Adjustable parameters such as maximum token count and temperature for creative or focused outputs.
Stream or chunk outputs for efficient processing of large text generations.

Text-to-Image Generation:

Generate coherent and relevant images based on user-provided prompts.
Supports differnt types of parameters for different-different models.
Adjustable parameters such as guidance_scale and strength for creative or focused outputs.

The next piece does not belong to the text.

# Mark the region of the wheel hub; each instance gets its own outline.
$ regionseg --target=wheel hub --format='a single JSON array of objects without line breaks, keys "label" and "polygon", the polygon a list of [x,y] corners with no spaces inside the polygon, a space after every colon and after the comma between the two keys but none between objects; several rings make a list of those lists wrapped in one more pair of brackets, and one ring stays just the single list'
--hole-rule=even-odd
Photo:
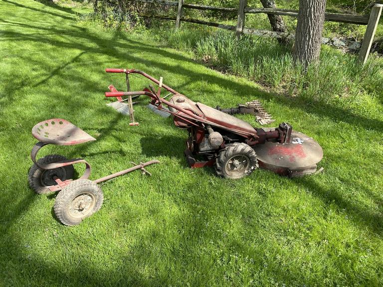
[{"label": "wheel hub", "polygon": [[88,193],[80,194],[72,201],[68,211],[74,217],[83,217],[91,212],[95,203],[94,195]]},{"label": "wheel hub", "polygon": [[57,178],[63,181],[66,179],[66,170],[64,168],[59,167],[44,170],[40,180],[43,186],[50,186],[57,185],[57,183],[55,181]]},{"label": "wheel hub", "polygon": [[248,170],[250,159],[244,154],[237,154],[230,157],[225,165],[226,173],[232,176],[237,176]]}]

Automatic Speech Recognition (ASR):

Transcribe audio files into text using cutting-edge models like Whisper-large-v3.
Supports both transcription and translation tasks from audio.
Handles different file formats and audio quality variations.

Text-to-Speech (TTS):

Convert written text into human-like speech.
Choose from multiple voices (e.g., "Aura") for customized audio outputs.
Save generated speech files locally in formats like .mp3 for easy playback.
Ideal for accessibility tools, virtual assistants, or voice-driven applications.

Zero-Shot Image Classification:

Classify images into categories that the model has not explicitly been trained on.
Leverages models like Clip-vit-base-patch32 to perform image classification tasks with no prior training data.
Highly flexible for classifying images in industries such as healthcare, manufacturing, and e-commerce.

API Interaction:

Simplifies the process of interacting with DeepInfra’s API.
Offers customizable model parameters, allowing users to tailor results for different use cases.
Supports bearer token authentication for secure access to DeepInfra's services.

Model Listing:

List available models for each task (text generation, image generation, speech recognition, text-to-speech, image classification).
Helps users discover and choose the right model for their specific use case.

Modular Structure:

Organized into separate classes for each type of task (TextGeneration, ImageGeneration ASR, TTS, and ZeroShotImageClassification), allowing for easy integration and extension.
Clean, readable code that can be extended with additional tasks or model functionalities as DeepInfra expands its offerings.

Cross-Task Integration:

Use generated text from one task as input for another (e.g., generate text and convert it to speech).
Seamlessly combine various AI tasks to build complex AI-driven applications.

How It Can Help

This feature set makes the project versatile and powerful, ideal for developers who need to integrate advanced machine learning capabilities such as text generation, image generation, speech recognition, and image classification into their applications.

Requirements

Make sure you have the following Python packages installed:
os (part of Python’s standard library)
re (part of Python’s standard library)
json (part of Python’s standard library)
base64 (part of Python’s standard library)
random (part of Python’s standard library)
requests

You can install the required packages using pip:

pip install requests

Usage/Examples

from DeepInfra import DeepInfra

if __name__=="__main__":
    init = DeepInfra()
    # For Testing of TextGeneration
    print(init.TextGeneration().generate(message="Hello, How are you?", model="Meta-Llama-3.1-70B-Instruct"))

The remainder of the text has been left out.